What if Open Data is no longer enough?
Rethinking Open Data Through the Lens of Data Commons
.jpg)
Everything Everywhere All At Once
A paper I recently read filled me with the kind of joy that makes you print it out, grab a marker, and highlight every single line. That paper is Towards a Sustainable Data Commons Ecosystem by Dr. Ana Méndez de Andés (Dark Matter Labs) and Semra Sönmez (Open Knowledge Foundation) — building on a 2023 Open Knowledge Foundation blog post by CEO Renata Ávila on the evolving definition of openness.
Open data is currently caught in a dilemma – and the reason for this is, of course, AI.
On the one hand, open data is hailed as an achievement and a prerequisite for a fair and well-informed society – which it certainly is for some communities.
On the other, we witness a predatory system excavating data no matter the licence or copyright agreement standing, with none of the benefits flowing back to the communities that collect and provide that data.
On the contrary – we see more and more that some AI is bluntly undermining social justice and AI infrastructure is often built in places where people are already vulnerable. It's hurting communities and erodes democratic cohesion.
In 2023, the Open Knowledge Foundation (OKFN) announced the rewriting of the Open Definition. „The Open Definition has long been setting the standards for the open data community on how to approach data openness and the surrounding ecosystems.
Acknowledging however, that too often tech goes hand in hand with the clear disadvantage of certain communities and groups, with climate harm, race and gender-based-violence, the OKFN has decided to develop its Open Definition further.
Towards a Sustainable Data Commons Ecosystem to me is a highly valuable update to the Open Definition, which aims to make open data more inclusive and equitable - not only for the Global North where open data originated – but also for the Global South – which has fewer resources to share data openly or simply has different concerns regarding data collections.
The study analyses how communities make sense of shared data in environments that aim to support social justice.
If the current digital environment, as the authors argue, is characterized by data extraction and the concentration of power in opaque AI models that offer communities little in return; if generic technocratic forms of openness contribute to the erosion of social justice, the conventional open data approach focused on the premises that data may be used, distributed and reused by anyone for any purpose, might not serve these communities.
The authors therefore advocate for a broader interpretation of openness: from centering technologies, formats and standards to shift towards the community's seat of life, data governance and the question of data justice as to a fair distribution of benefits and harms.
For that they turn to the concept of data commons. While open data asks: Is the data accessible? What is its quality? Under which licence is it available? — data commons asks: Who has access to it? Who governs it? And who benefits from it?
I think there has always been the assumption that with open data these questions were automatically raised and answered - as a natural by-product of the data for good approach. The current situation and evidence point in a different direction.
—--------------------------------------------------------------------------------
So, as Méndez de Andés and Sönmez point out, in environments where generic, technocratic forms of openness risk eroding community rights and social justice, the data commons approach offers a corrective framework — one that places communities back at the centre of data governance.
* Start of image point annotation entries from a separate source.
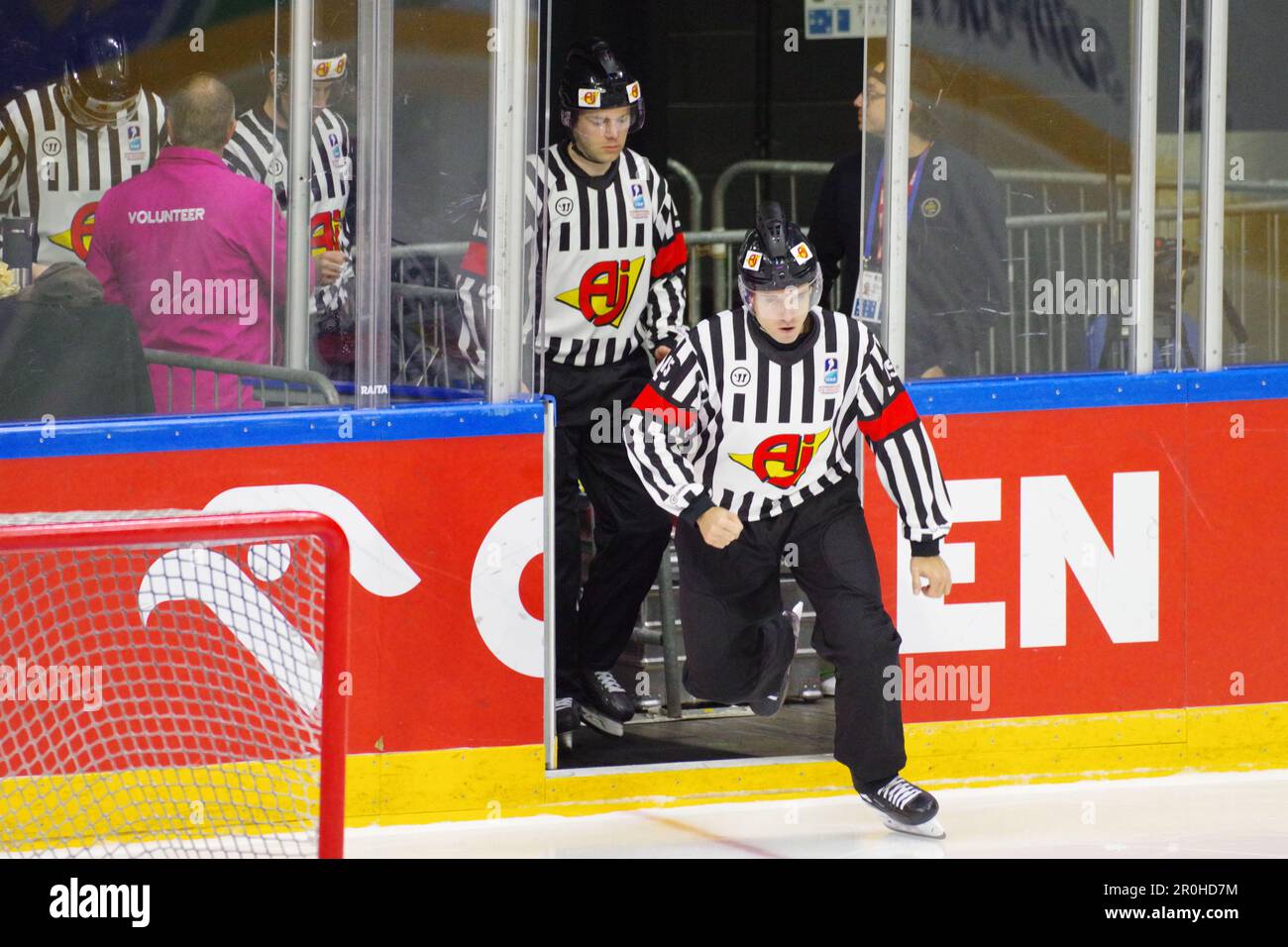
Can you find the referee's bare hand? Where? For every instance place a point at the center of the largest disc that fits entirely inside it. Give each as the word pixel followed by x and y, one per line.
pixel 330 264
pixel 935 571
pixel 719 527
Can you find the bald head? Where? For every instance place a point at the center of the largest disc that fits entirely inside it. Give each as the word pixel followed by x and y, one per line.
pixel 201 114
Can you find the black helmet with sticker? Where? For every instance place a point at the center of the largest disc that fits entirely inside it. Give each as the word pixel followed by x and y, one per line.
pixel 593 78
pixel 101 85
pixel 777 256
pixel 330 64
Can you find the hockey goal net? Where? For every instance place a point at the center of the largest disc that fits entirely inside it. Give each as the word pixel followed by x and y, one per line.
pixel 170 684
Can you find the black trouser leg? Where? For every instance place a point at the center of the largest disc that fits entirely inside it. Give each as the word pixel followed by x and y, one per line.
pixel 630 535
pixel 837 570
pixel 729 609
pixel 567 560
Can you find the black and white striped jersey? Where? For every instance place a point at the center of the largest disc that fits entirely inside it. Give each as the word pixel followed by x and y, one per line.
pixel 732 420
pixel 258 151
pixel 610 262
pixel 54 170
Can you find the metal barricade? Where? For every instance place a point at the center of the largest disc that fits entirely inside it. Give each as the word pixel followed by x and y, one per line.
pixel 1056 222
pixel 425 317
pixel 274 384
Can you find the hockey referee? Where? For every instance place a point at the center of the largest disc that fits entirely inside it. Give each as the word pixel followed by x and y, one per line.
pixel 62 146
pixel 747 433
pixel 612 263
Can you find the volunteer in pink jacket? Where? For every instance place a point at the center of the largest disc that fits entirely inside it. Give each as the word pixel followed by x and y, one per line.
pixel 197 253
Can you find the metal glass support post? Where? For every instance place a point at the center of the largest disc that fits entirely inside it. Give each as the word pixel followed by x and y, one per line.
pixel 299 192
pixel 373 240
pixel 1212 196
pixel 506 201
pixel 1144 54
pixel 894 241
pixel 548 560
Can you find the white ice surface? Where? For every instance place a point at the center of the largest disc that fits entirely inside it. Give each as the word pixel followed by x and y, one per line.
pixel 1192 814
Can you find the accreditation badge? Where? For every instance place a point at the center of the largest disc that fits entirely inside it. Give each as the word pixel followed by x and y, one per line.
pixel 867 299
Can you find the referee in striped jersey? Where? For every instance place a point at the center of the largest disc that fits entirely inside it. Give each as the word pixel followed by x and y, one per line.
pixel 608 270
pixel 63 145
pixel 747 433
pixel 258 151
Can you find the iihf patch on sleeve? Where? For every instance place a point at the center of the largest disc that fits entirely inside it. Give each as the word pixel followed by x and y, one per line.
pixel 803 253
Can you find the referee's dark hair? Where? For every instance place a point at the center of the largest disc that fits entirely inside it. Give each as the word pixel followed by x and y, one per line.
pixel 201 114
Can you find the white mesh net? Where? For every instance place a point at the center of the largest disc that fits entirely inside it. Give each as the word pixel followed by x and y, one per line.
pixel 160 698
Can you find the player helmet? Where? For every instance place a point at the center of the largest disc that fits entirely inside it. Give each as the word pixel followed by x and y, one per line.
pixel 101 85
pixel 592 78
pixel 777 256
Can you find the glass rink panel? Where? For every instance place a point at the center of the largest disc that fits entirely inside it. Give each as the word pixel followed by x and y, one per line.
pixel 149 193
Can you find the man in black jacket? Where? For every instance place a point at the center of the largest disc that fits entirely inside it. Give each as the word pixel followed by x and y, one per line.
pixel 957 281
pixel 65 354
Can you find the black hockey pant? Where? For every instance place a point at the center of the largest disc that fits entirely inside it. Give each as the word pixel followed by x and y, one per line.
pixel 630 534
pixel 729 600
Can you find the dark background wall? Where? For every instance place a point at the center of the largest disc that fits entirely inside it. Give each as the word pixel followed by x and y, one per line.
pixel 720 81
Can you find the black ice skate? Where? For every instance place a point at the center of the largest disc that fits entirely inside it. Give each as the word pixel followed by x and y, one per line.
pixel 772 702
pixel 567 715
pixel 906 808
pixel 605 696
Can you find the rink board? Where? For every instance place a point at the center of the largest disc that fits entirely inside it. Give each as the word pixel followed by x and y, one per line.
pixel 1147 489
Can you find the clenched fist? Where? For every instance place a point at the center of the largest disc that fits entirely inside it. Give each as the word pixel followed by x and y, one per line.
pixel 719 527
pixel 934 570
pixel 330 265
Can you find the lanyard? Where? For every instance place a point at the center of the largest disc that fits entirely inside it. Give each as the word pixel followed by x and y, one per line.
pixel 877 210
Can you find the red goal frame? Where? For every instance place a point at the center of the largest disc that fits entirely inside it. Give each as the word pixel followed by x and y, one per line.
pixel 243 527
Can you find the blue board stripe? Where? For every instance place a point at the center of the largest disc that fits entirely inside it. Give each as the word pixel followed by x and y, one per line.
pixel 410 423
pixel 268 429
pixel 1103 389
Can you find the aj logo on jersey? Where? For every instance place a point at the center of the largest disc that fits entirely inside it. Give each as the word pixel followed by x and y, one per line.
pixel 77 236
pixel 780 460
pixel 604 291
pixel 831 377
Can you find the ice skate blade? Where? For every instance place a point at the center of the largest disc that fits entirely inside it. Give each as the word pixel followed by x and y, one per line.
pixel 601 723
pixel 926 830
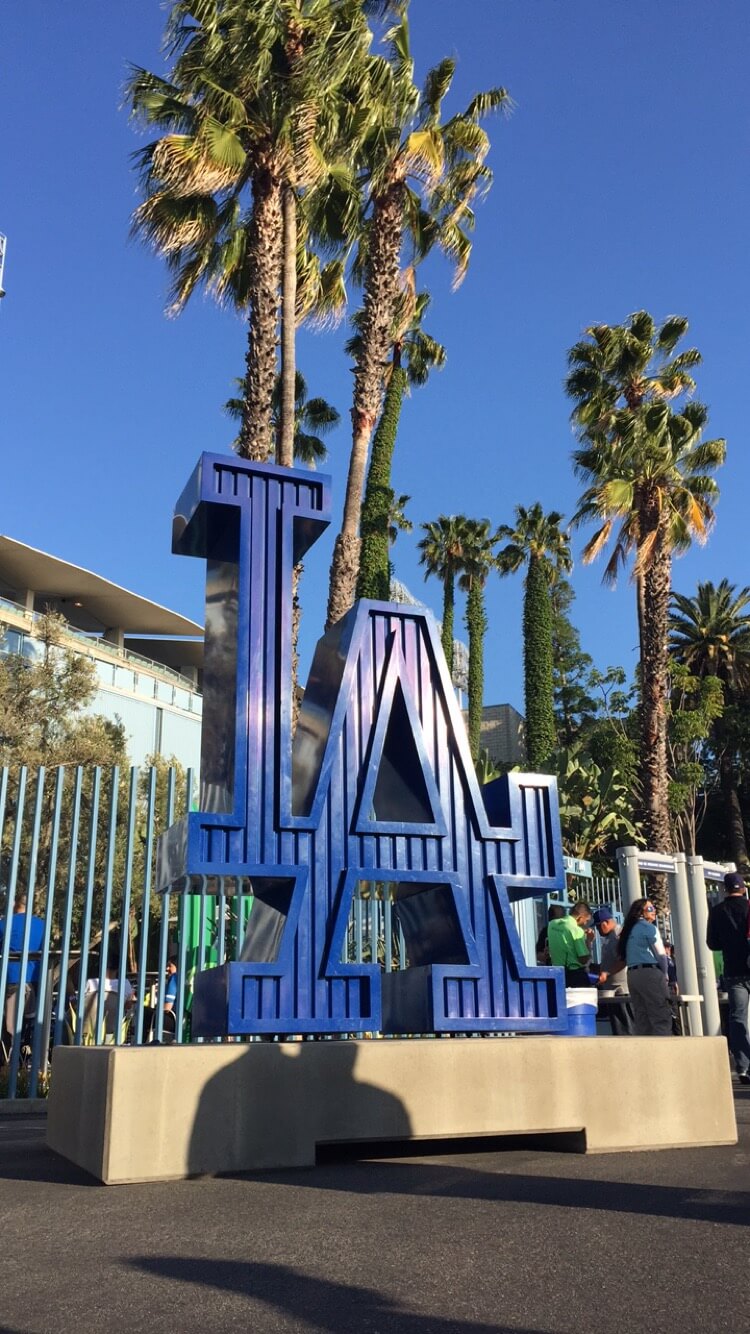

The authors outline the data commons dimensions as the following:
-
Technological sovereignty refers to the right to interpretative tools, to representation within data systems and to selective access – including the right to obscure data if communities so wish.
-
Conditions for sustainability address who can sustain the infrastructure: the right to low-tech approaches, to spaces for experimentation beyond the technological mainstream, and to collective economic models that do not depend on the Global North.
-
Supporting structures conceive of data as public infrastructure under community management – with legal instruments such as data trustees, locally adapted licences and organised stakeholder communities.
-
Finally, algorithmic justice makes it clear: AI as a tool should not be used to substitute collective decision-making. Algorithmic justice grants the right to locally based models and federated data structures.
I would like to point out that this is a very condensed and simplified overview — the paper itself goes into considerable depth on the specific rights associated with each of the four aspects.
So what does that mean? Do we need to abandon the current open data approach?
Of course not. However, as open data advocates, we cannot pretend that many communities are not suffering under the current AI extraction frenzy — or that open data is genuinely working in their favour.
What's in it for us? And does it really need to be open? These are valid questions. We can no longer act as though openness automatically equals benefit-sharing, or that the voices and rights of citizens are inherently placed at the centre of the process.
This is precisely why engaging with a data commons framework matters — if nothing else, to make the openness approach more resilient against exploitative AI business models.